Sony Pictures has recently announced that the controversial movie The Interview will be available online through Google Play, YouTube Movies, Xbox Video, and via a dedicated web page (SeeTheInterview.com). The film will cost viewers $5.99 to rent, and $14.99 to own (HD copy).
Notably absent from the list is iTunes, which is a bummer especially for owners of iPhones, iPads, and other iOS devices everywhere. Despite involvement from the White House (Sony Pictures had reportedly asked the White House for help), Apple continues to refuse to stream the movie. Aside from Apple, others like Amazon and Sony's own PlayStation Network have also declined to carry the film.
Still, having the movie available on Google Play and YouTube Movies certainly classifies as a win, not only for the filmmakers and Sony Pictures, but also for those who want to see movie.
In a somewhat playful tweet, Google even remarked that its mission was to make all information accessible to all, even movies made by Seth Rogen.
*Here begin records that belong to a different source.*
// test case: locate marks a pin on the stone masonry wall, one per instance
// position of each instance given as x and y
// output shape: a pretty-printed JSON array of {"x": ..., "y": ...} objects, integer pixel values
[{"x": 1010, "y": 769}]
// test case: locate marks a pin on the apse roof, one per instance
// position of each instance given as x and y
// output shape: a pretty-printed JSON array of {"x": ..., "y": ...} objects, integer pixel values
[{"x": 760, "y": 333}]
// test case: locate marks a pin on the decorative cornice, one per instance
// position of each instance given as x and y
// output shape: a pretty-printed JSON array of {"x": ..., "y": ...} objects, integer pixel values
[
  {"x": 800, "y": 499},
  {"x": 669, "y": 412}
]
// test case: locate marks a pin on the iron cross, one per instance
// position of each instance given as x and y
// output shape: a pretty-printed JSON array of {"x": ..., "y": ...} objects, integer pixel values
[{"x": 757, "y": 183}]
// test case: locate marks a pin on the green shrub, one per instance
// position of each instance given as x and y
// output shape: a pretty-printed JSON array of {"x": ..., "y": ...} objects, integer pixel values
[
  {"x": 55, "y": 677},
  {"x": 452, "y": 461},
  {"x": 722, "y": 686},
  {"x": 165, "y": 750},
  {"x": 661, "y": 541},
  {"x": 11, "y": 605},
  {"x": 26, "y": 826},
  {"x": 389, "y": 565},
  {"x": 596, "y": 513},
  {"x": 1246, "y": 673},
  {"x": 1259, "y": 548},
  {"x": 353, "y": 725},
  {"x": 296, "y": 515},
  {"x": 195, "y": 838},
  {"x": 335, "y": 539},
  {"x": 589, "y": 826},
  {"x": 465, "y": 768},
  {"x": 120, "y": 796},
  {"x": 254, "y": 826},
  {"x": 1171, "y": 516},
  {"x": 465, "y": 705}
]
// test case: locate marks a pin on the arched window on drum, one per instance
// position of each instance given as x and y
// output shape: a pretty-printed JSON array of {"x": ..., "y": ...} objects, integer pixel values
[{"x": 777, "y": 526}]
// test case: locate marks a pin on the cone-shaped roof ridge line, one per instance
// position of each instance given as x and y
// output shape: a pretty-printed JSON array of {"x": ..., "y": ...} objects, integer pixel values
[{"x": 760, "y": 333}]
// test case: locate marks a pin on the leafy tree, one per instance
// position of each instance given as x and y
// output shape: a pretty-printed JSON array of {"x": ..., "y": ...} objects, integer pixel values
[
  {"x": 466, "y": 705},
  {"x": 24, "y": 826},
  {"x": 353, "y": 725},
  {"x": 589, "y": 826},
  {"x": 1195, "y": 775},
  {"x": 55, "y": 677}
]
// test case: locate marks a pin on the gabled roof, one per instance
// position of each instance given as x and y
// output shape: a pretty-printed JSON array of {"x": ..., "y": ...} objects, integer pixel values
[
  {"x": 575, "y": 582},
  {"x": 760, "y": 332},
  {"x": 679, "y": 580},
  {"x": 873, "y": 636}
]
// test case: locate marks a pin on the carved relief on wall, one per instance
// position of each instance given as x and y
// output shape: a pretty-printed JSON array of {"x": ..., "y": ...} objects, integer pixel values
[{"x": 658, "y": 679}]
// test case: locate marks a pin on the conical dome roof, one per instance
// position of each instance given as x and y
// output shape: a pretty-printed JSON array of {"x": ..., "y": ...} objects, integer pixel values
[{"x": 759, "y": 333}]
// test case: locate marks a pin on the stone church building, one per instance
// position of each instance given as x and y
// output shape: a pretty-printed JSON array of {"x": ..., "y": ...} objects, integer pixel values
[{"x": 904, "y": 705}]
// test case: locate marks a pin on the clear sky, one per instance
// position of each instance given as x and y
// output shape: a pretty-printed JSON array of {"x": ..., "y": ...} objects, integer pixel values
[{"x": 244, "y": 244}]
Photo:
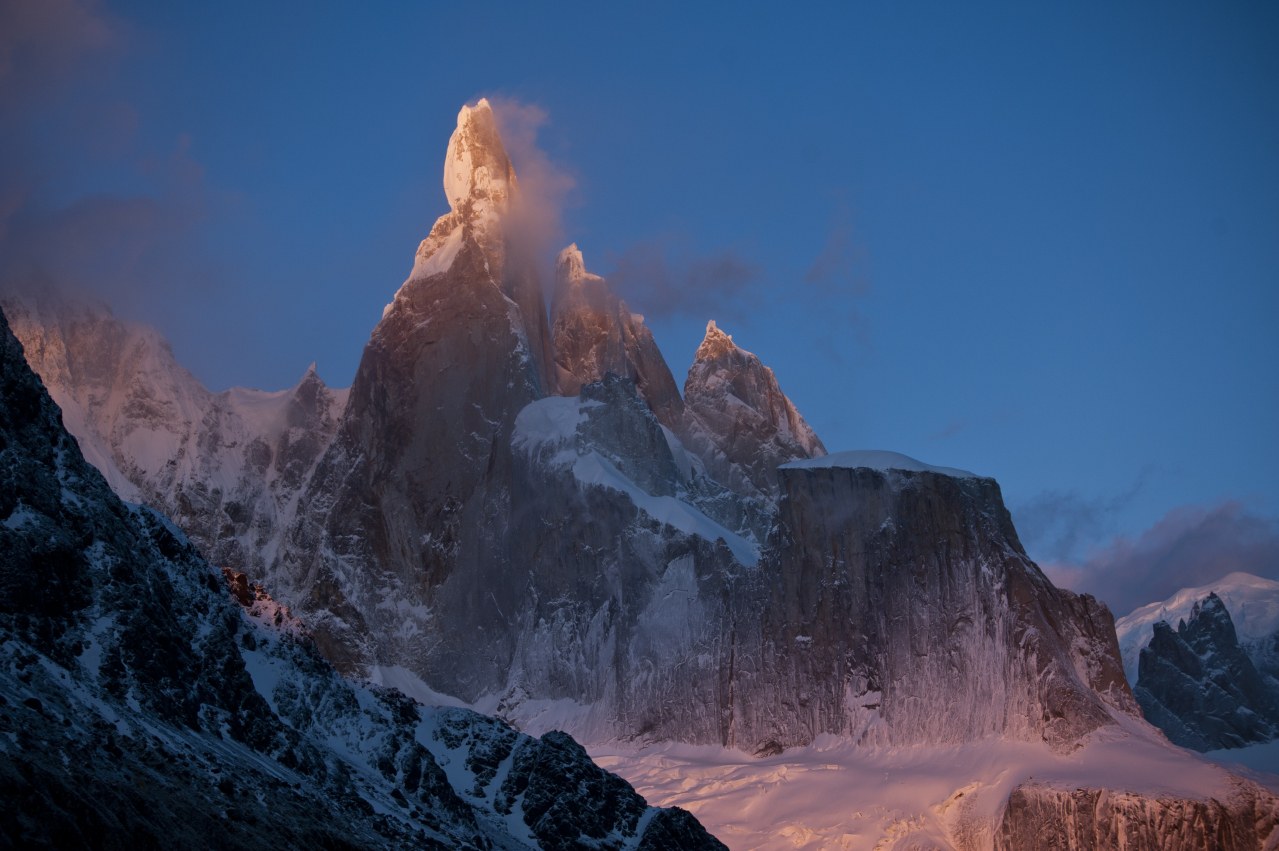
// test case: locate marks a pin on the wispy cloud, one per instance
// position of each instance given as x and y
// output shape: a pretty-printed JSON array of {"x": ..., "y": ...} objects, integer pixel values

Google further explained in another statement that after discussing it with Sony Pictures, the two companies ultimately decided they could not just sit idly by and allow a few people to define the limits of free speech, no matter how silly the content in question is.
Now that The Interview is available online, there is a good chance to more distributors will follow suit. There are reports suggesting that Netflix is next on the list, and might potentially offer the film on stream in the coming days or weeks.
Even iTunes is not totally out of the question. Despite their refusal, Apple did state “at least not a speedy time table,” which means that The Interview could be available down the road, eventually.
Quite understandably, Sony Pictures is more than pleased with this latest development. Indeed, it has not been an easy road for Sony in trying to release The Interview. Back in June, the North Korean government threatened action against the United States if the movie gets released (the film's plot involved assassinating North Korean leader Kim Jong-un). Because of this, the movie's release date was pushed from October 10th to December 25th. Then last month, Sony's computer systems were hacked by a cybercrime group with ties to North Korea, leaking sensitive information. On December 16th, the same group threatened terrorist attacks against theaters that showed the film. In the interest of safety, major US cinema chains had canceled their screenings.